Rowland Grating and wooden case Rowland Gratings metal concave mirrors

Rowland Gratings #10648, 10649, 10659, 10660, and 10661
Henry A. Rowland and John A. Brashear
In 1882 Henry Rowland (1848-1901) at Johns Hopkins University devised an extraordinarily uniform screw which he used as the heart of his new ruling engine. With this system he produced diffraction gratings that were by far the best made at the time. For many years John Brashear made the speculum metal concave mirrors on which Rowland and his helpers ruled gratings with tens of thousands of lines per inch. Because of the uniformity of the grating spacings they avoided the "ghost" lines seen with less uniform gratings.

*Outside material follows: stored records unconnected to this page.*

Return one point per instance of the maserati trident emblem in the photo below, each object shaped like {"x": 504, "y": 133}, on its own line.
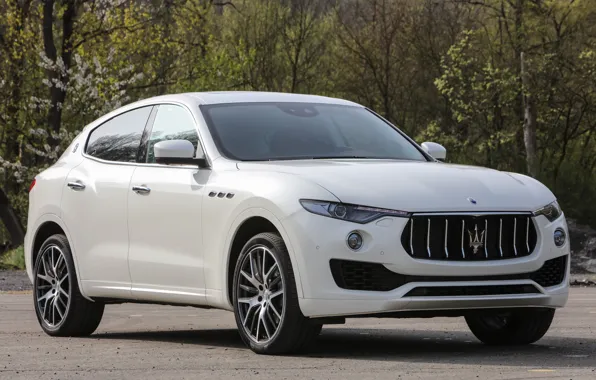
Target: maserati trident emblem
{"x": 475, "y": 240}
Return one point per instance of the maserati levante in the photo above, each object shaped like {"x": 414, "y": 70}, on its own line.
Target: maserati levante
{"x": 292, "y": 212}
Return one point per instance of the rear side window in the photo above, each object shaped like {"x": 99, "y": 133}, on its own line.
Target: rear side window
{"x": 119, "y": 138}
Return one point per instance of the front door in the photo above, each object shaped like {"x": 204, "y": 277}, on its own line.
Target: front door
{"x": 164, "y": 218}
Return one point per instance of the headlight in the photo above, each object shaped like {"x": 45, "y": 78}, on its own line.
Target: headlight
{"x": 551, "y": 211}
{"x": 351, "y": 213}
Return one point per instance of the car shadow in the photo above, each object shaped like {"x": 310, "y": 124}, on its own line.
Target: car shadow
{"x": 455, "y": 347}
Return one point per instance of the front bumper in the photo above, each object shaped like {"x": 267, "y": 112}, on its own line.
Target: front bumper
{"x": 316, "y": 240}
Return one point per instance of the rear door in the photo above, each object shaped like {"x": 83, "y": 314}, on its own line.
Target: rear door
{"x": 164, "y": 217}
{"x": 94, "y": 204}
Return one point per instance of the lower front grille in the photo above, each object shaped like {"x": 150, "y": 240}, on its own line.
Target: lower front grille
{"x": 357, "y": 275}
{"x": 463, "y": 291}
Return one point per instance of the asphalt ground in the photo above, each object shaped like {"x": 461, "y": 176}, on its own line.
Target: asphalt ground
{"x": 162, "y": 342}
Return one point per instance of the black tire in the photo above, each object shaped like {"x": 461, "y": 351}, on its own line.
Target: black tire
{"x": 81, "y": 316}
{"x": 295, "y": 332}
{"x": 513, "y": 328}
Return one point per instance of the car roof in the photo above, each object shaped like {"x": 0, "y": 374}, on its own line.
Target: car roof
{"x": 223, "y": 97}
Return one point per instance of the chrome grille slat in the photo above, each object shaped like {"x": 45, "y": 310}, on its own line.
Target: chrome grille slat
{"x": 485, "y": 238}
{"x": 528, "y": 234}
{"x": 428, "y": 238}
{"x": 515, "y": 236}
{"x": 411, "y": 237}
{"x": 446, "y": 235}
{"x": 501, "y": 236}
{"x": 477, "y": 237}
{"x": 463, "y": 227}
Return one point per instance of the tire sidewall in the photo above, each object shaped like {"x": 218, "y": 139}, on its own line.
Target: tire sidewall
{"x": 290, "y": 300}
{"x": 61, "y": 242}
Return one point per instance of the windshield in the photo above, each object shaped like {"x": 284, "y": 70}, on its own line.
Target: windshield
{"x": 293, "y": 131}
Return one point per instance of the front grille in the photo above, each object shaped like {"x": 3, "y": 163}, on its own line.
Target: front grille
{"x": 463, "y": 291}
{"x": 469, "y": 237}
{"x": 357, "y": 275}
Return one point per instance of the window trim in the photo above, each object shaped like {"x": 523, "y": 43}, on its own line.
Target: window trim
{"x": 110, "y": 119}
{"x": 153, "y": 104}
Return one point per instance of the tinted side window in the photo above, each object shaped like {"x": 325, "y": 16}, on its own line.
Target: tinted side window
{"x": 172, "y": 123}
{"x": 119, "y": 138}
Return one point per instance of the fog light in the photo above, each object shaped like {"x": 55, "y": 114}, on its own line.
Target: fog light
{"x": 354, "y": 241}
{"x": 560, "y": 237}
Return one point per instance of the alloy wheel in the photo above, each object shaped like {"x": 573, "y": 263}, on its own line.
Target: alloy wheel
{"x": 52, "y": 286}
{"x": 261, "y": 299}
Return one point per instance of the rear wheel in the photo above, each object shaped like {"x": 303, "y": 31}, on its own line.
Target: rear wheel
{"x": 265, "y": 300}
{"x": 61, "y": 309}
{"x": 512, "y": 328}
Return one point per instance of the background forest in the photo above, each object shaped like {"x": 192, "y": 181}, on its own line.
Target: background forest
{"x": 509, "y": 84}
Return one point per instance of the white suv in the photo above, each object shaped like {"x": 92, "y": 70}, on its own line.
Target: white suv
{"x": 292, "y": 211}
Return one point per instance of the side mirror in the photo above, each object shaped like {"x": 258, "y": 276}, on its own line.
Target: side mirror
{"x": 180, "y": 152}
{"x": 437, "y": 151}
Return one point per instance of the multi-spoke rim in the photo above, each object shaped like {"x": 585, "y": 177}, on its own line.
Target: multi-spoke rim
{"x": 261, "y": 297}
{"x": 52, "y": 286}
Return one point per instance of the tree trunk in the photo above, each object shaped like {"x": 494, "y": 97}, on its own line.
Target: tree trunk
{"x": 529, "y": 120}
{"x": 58, "y": 93}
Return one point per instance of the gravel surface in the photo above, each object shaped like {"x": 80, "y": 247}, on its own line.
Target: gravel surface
{"x": 161, "y": 342}
{"x": 14, "y": 280}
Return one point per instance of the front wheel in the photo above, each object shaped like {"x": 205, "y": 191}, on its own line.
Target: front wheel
{"x": 521, "y": 327}
{"x": 265, "y": 299}
{"x": 61, "y": 309}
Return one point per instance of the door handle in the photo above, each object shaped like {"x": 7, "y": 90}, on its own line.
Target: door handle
{"x": 78, "y": 185}
{"x": 141, "y": 189}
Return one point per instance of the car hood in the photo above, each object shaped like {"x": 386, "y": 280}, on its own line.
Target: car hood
{"x": 417, "y": 186}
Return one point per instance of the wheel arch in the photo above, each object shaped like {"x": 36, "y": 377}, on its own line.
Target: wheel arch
{"x": 47, "y": 226}
{"x": 248, "y": 224}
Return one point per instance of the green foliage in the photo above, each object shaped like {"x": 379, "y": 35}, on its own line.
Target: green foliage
{"x": 448, "y": 71}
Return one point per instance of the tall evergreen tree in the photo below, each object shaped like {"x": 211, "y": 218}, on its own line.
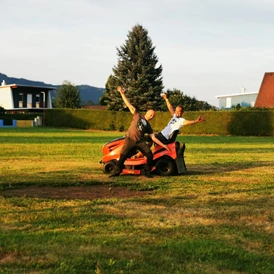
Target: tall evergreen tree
{"x": 67, "y": 96}
{"x": 137, "y": 71}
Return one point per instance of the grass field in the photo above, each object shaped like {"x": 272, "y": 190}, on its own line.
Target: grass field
{"x": 216, "y": 218}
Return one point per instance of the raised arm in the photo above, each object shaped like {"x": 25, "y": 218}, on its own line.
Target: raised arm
{"x": 131, "y": 108}
{"x": 169, "y": 106}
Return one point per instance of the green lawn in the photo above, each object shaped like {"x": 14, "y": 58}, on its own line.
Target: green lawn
{"x": 216, "y": 218}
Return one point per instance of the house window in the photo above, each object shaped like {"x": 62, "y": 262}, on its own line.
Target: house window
{"x": 228, "y": 102}
{"x": 29, "y": 100}
{"x": 37, "y": 105}
{"x": 20, "y": 100}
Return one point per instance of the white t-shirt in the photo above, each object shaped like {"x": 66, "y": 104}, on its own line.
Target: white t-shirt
{"x": 174, "y": 124}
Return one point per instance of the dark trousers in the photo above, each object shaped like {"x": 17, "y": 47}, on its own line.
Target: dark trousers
{"x": 142, "y": 146}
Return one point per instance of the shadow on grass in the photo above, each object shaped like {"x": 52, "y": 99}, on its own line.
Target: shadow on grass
{"x": 224, "y": 167}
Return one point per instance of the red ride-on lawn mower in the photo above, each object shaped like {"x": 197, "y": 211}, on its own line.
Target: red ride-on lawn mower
{"x": 165, "y": 162}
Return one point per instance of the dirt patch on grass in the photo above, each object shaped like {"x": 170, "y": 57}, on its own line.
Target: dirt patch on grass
{"x": 74, "y": 192}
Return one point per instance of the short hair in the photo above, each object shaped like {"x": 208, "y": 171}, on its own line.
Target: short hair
{"x": 180, "y": 106}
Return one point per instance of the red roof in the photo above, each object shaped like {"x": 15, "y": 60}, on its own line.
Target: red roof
{"x": 265, "y": 97}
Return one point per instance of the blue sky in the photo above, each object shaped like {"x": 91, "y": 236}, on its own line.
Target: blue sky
{"x": 206, "y": 47}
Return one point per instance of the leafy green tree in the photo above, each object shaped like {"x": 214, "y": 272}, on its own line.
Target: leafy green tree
{"x": 67, "y": 96}
{"x": 137, "y": 71}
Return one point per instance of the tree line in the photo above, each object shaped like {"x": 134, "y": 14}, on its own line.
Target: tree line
{"x": 138, "y": 71}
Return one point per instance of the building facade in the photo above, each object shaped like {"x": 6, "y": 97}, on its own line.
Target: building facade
{"x": 244, "y": 99}
{"x": 19, "y": 97}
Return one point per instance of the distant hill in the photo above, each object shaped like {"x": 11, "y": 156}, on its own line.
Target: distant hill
{"x": 89, "y": 95}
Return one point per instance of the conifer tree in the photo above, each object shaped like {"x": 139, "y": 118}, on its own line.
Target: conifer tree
{"x": 67, "y": 96}
{"x": 137, "y": 72}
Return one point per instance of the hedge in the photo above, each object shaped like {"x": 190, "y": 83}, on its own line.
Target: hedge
{"x": 242, "y": 122}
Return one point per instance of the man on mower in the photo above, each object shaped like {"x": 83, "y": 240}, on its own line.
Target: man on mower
{"x": 166, "y": 136}
{"x": 169, "y": 133}
{"x": 135, "y": 137}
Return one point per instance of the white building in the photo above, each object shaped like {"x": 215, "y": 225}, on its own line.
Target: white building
{"x": 20, "y": 97}
{"x": 244, "y": 99}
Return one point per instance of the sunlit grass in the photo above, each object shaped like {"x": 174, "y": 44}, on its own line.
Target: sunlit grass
{"x": 216, "y": 218}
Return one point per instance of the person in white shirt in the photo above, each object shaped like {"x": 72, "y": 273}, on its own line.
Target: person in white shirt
{"x": 167, "y": 135}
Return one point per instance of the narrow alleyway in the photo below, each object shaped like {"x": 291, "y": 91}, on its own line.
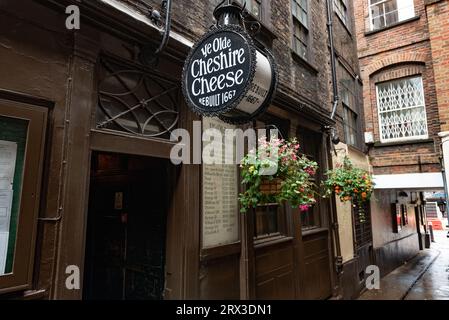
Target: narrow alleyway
{"x": 425, "y": 277}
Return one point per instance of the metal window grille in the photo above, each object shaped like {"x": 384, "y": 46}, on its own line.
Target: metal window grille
{"x": 401, "y": 110}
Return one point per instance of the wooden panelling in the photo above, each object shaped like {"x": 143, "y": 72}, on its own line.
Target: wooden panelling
{"x": 220, "y": 278}
{"x": 275, "y": 277}
{"x": 317, "y": 283}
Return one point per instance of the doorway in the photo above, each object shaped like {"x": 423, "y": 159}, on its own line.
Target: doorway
{"x": 126, "y": 232}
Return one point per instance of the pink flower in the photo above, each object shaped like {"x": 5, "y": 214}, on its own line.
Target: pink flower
{"x": 310, "y": 171}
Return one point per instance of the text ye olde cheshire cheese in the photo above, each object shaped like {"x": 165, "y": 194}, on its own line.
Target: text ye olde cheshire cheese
{"x": 221, "y": 72}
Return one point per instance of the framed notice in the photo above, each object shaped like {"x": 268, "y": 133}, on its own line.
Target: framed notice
{"x": 220, "y": 225}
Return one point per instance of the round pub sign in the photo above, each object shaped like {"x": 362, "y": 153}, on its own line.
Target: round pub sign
{"x": 226, "y": 76}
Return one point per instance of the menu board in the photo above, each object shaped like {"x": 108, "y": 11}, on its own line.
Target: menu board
{"x": 8, "y": 154}
{"x": 219, "y": 195}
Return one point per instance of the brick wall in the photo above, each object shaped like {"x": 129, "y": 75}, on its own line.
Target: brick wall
{"x": 396, "y": 52}
{"x": 308, "y": 81}
{"x": 438, "y": 19}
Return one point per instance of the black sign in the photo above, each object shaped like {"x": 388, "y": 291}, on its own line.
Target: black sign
{"x": 219, "y": 70}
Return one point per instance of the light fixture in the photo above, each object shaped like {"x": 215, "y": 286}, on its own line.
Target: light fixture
{"x": 403, "y": 194}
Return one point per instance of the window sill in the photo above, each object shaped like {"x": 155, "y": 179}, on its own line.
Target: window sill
{"x": 269, "y": 241}
{"x": 356, "y": 148}
{"x": 378, "y": 144}
{"x": 304, "y": 62}
{"x": 368, "y": 33}
{"x": 313, "y": 231}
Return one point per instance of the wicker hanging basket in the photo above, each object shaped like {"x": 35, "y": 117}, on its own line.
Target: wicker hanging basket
{"x": 270, "y": 187}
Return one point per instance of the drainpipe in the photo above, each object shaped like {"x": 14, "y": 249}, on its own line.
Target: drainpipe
{"x": 333, "y": 135}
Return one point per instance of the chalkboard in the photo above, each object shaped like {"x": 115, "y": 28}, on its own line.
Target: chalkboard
{"x": 14, "y": 130}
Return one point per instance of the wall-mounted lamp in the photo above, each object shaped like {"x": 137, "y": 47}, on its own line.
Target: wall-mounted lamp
{"x": 442, "y": 205}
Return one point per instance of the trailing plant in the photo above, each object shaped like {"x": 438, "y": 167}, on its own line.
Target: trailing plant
{"x": 277, "y": 172}
{"x": 350, "y": 184}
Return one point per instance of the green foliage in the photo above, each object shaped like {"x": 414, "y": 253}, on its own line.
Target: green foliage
{"x": 349, "y": 183}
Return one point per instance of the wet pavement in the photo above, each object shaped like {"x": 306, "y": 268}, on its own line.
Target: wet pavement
{"x": 425, "y": 277}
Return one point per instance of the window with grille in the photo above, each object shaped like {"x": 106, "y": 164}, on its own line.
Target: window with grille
{"x": 401, "y": 109}
{"x": 341, "y": 8}
{"x": 252, "y": 6}
{"x": 384, "y": 13}
{"x": 300, "y": 25}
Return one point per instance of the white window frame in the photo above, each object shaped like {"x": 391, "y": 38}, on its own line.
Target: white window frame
{"x": 379, "y": 118}
{"x": 386, "y": 26}
{"x": 304, "y": 28}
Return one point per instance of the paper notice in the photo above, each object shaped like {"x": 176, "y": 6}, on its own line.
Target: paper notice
{"x": 8, "y": 154}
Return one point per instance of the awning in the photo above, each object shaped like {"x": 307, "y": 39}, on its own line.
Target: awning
{"x": 419, "y": 181}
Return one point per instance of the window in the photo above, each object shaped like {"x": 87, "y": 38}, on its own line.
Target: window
{"x": 252, "y": 6}
{"x": 22, "y": 131}
{"x": 341, "y": 8}
{"x": 300, "y": 25}
{"x": 349, "y": 100}
{"x": 384, "y": 13}
{"x": 401, "y": 109}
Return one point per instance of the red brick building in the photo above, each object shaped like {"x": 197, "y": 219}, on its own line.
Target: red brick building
{"x": 402, "y": 48}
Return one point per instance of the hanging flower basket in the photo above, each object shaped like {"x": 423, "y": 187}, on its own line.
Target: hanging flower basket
{"x": 277, "y": 172}
{"x": 271, "y": 187}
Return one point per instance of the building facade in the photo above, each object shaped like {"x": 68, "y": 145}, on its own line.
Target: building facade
{"x": 86, "y": 116}
{"x": 399, "y": 48}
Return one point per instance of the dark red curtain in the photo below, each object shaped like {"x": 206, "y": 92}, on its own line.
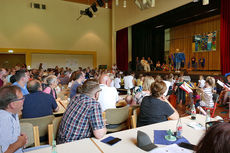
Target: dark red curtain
{"x": 122, "y": 49}
{"x": 225, "y": 36}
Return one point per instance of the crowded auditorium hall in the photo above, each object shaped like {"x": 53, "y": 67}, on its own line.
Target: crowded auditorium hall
{"x": 115, "y": 76}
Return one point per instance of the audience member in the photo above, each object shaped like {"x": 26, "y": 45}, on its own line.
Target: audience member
{"x": 83, "y": 116}
{"x": 129, "y": 81}
{"x": 79, "y": 80}
{"x": 38, "y": 103}
{"x": 22, "y": 77}
{"x": 156, "y": 108}
{"x": 52, "y": 83}
{"x": 108, "y": 96}
{"x": 3, "y": 74}
{"x": 11, "y": 103}
{"x": 145, "y": 64}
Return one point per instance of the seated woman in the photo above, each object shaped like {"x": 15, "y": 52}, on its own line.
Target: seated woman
{"x": 156, "y": 108}
{"x": 215, "y": 140}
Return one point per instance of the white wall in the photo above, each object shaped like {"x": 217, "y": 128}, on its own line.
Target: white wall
{"x": 62, "y": 60}
{"x": 55, "y": 28}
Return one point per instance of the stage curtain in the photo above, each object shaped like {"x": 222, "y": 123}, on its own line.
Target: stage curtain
{"x": 147, "y": 41}
{"x": 225, "y": 36}
{"x": 122, "y": 49}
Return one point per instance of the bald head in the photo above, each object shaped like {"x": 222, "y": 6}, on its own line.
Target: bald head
{"x": 105, "y": 79}
{"x": 34, "y": 86}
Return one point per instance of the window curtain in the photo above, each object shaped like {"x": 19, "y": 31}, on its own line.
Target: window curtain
{"x": 225, "y": 36}
{"x": 122, "y": 49}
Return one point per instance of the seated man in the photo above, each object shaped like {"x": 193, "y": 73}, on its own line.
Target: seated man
{"x": 83, "y": 116}
{"x": 11, "y": 102}
{"x": 38, "y": 103}
{"x": 108, "y": 97}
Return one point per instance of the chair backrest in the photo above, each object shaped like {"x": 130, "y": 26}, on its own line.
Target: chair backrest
{"x": 117, "y": 115}
{"x": 32, "y": 134}
{"x": 41, "y": 122}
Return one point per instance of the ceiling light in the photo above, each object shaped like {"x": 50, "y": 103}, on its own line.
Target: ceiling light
{"x": 100, "y": 3}
{"x": 205, "y": 2}
{"x": 117, "y": 2}
{"x": 124, "y": 4}
{"x": 88, "y": 12}
{"x": 10, "y": 51}
{"x": 94, "y": 7}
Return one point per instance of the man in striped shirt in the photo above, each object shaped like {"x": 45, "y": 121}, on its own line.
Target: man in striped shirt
{"x": 83, "y": 116}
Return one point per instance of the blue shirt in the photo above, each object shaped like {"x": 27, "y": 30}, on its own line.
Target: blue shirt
{"x": 9, "y": 130}
{"x": 73, "y": 89}
{"x": 38, "y": 104}
{"x": 23, "y": 89}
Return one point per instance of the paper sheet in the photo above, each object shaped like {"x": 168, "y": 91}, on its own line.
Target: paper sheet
{"x": 171, "y": 149}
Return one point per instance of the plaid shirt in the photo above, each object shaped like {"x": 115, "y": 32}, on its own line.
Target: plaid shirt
{"x": 82, "y": 116}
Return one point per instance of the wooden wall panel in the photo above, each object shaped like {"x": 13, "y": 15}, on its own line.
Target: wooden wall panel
{"x": 181, "y": 37}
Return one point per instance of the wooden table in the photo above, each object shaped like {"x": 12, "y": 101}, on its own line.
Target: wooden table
{"x": 81, "y": 146}
{"x": 129, "y": 137}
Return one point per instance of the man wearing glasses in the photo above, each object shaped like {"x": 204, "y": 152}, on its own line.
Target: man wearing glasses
{"x": 22, "y": 77}
{"x": 11, "y": 102}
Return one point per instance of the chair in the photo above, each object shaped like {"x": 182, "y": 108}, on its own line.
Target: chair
{"x": 136, "y": 112}
{"x": 41, "y": 122}
{"x": 32, "y": 134}
{"x": 117, "y": 118}
{"x": 213, "y": 109}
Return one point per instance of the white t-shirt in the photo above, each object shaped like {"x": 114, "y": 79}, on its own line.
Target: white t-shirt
{"x": 117, "y": 82}
{"x": 108, "y": 97}
{"x": 128, "y": 82}
{"x": 202, "y": 83}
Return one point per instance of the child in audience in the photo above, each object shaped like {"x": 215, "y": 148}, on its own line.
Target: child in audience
{"x": 206, "y": 94}
{"x": 117, "y": 81}
{"x": 201, "y": 82}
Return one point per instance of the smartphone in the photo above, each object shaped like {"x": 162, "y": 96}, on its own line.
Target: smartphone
{"x": 187, "y": 145}
{"x": 113, "y": 141}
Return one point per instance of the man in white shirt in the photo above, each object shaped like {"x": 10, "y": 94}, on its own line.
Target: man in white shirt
{"x": 129, "y": 81}
{"x": 108, "y": 97}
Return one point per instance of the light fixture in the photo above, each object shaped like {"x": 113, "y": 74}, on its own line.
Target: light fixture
{"x": 94, "y": 7}
{"x": 106, "y": 4}
{"x": 151, "y": 3}
{"x": 88, "y": 12}
{"x": 124, "y": 4}
{"x": 10, "y": 51}
{"x": 117, "y": 2}
{"x": 100, "y": 3}
{"x": 205, "y": 2}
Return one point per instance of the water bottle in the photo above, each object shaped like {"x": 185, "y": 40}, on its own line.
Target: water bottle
{"x": 179, "y": 129}
{"x": 54, "y": 148}
{"x": 1, "y": 149}
{"x": 128, "y": 91}
{"x": 208, "y": 117}
{"x": 193, "y": 112}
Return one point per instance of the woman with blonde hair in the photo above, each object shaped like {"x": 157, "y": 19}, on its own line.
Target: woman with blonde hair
{"x": 137, "y": 99}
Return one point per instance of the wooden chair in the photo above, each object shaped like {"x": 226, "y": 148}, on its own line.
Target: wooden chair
{"x": 136, "y": 112}
{"x": 117, "y": 118}
{"x": 42, "y": 123}
{"x": 32, "y": 134}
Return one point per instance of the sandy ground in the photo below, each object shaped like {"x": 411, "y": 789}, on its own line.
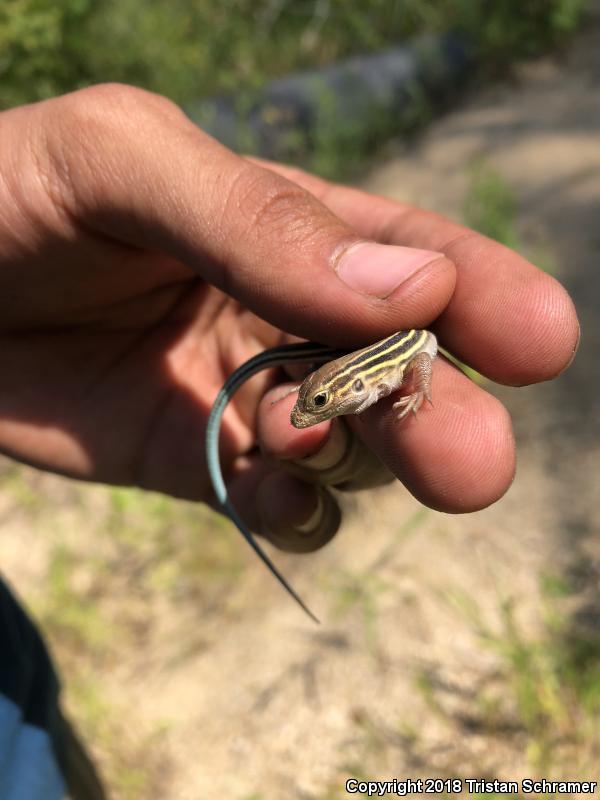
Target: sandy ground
{"x": 258, "y": 703}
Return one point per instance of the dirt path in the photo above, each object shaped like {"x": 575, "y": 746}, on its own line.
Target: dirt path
{"x": 251, "y": 702}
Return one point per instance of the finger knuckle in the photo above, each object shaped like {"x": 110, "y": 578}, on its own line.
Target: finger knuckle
{"x": 266, "y": 203}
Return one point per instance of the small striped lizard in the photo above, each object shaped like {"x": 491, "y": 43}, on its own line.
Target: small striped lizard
{"x": 347, "y": 383}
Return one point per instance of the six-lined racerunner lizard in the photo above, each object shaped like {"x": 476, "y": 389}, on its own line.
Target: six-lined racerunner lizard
{"x": 348, "y": 384}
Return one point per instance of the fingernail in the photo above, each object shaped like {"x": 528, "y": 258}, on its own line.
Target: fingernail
{"x": 378, "y": 269}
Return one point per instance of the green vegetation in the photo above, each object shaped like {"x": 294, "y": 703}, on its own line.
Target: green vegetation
{"x": 547, "y": 690}
{"x": 187, "y": 49}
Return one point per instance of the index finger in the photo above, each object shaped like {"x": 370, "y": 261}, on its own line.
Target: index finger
{"x": 507, "y": 318}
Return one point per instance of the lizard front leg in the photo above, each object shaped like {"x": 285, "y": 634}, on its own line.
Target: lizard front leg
{"x": 420, "y": 370}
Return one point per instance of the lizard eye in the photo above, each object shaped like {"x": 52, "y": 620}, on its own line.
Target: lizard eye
{"x": 320, "y": 399}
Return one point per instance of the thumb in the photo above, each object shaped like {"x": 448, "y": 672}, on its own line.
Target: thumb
{"x": 135, "y": 168}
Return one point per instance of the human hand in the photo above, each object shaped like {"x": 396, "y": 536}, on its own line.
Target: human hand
{"x": 141, "y": 262}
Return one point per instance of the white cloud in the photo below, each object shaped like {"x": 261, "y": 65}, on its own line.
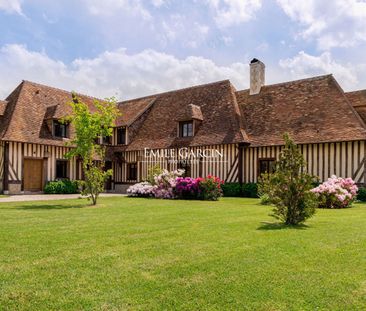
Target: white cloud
{"x": 174, "y": 30}
{"x": 113, "y": 7}
{"x": 304, "y": 65}
{"x": 336, "y": 23}
{"x": 157, "y": 3}
{"x": 11, "y": 6}
{"x": 114, "y": 73}
{"x": 234, "y": 12}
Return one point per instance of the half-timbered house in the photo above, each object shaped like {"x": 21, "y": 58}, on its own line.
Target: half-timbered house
{"x": 206, "y": 129}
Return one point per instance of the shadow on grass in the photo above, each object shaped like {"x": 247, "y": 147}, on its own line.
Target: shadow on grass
{"x": 50, "y": 206}
{"x": 280, "y": 226}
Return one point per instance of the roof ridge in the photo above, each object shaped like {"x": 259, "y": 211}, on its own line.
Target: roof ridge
{"x": 59, "y": 89}
{"x": 293, "y": 81}
{"x": 357, "y": 91}
{"x": 172, "y": 91}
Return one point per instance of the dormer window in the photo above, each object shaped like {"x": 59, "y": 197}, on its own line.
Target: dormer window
{"x": 121, "y": 136}
{"x": 60, "y": 129}
{"x": 186, "y": 129}
{"x": 107, "y": 140}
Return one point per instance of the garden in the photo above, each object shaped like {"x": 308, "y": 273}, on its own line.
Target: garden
{"x": 181, "y": 243}
{"x": 149, "y": 254}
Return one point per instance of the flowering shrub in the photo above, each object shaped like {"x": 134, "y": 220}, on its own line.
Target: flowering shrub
{"x": 143, "y": 189}
{"x": 210, "y": 187}
{"x": 170, "y": 185}
{"x": 336, "y": 192}
{"x": 187, "y": 188}
{"x": 165, "y": 184}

Rowland’s gratings, which were sold at cost to investigators all over the world, created a revolution in spectroscopy. The 6-inch grating, which was the largest size produced by Rowland, was probably purchased about the same time as a smaller one dated 1889. D.B. Brace also had a special grating made for his abortive attempt to measure the velocity of light in 1889.
References: Gerard L’E Turner, Nineteenth-Century Scientific Instruments, Berkeley, 1983, pp. 161-63; D.B. Brace, Science n.s.16, 81-94 (1902); John A. Brashear Company Catalogue Optical, Physical, Astrophysical, and Astronomical Instruments, 1906.

Echelon Grating

Echelon Grating #10333
Petitdidier, Chicago
Albert Michelson invented the echelon, which acts like a diffraction grating by virtue of a division of the wave front into parts that travel through different thicknesses of glass and are reunited at an angle depending on the wavelength. Echelons provide a very high resolution but since the orders overlap, they are generally used with a prism that allows only a narrow region of the spectrum to reach the echelon. Glass of very uniform thickness has to be used in the construction of echelons. Petitdidier advertised that his echelon plates differered from each other in optical thickness and parallelism by no more than one-twentieth of the wavelength of light. He made most of the echelons used in the United States.
References: George Monk, Light Principles and Experiments, New York, 1937, p.199-202; Deborah Jean Warner, "Octave Leon Petitdidier: Precision Optician," Rittenhouse 9, 54-58 (1995).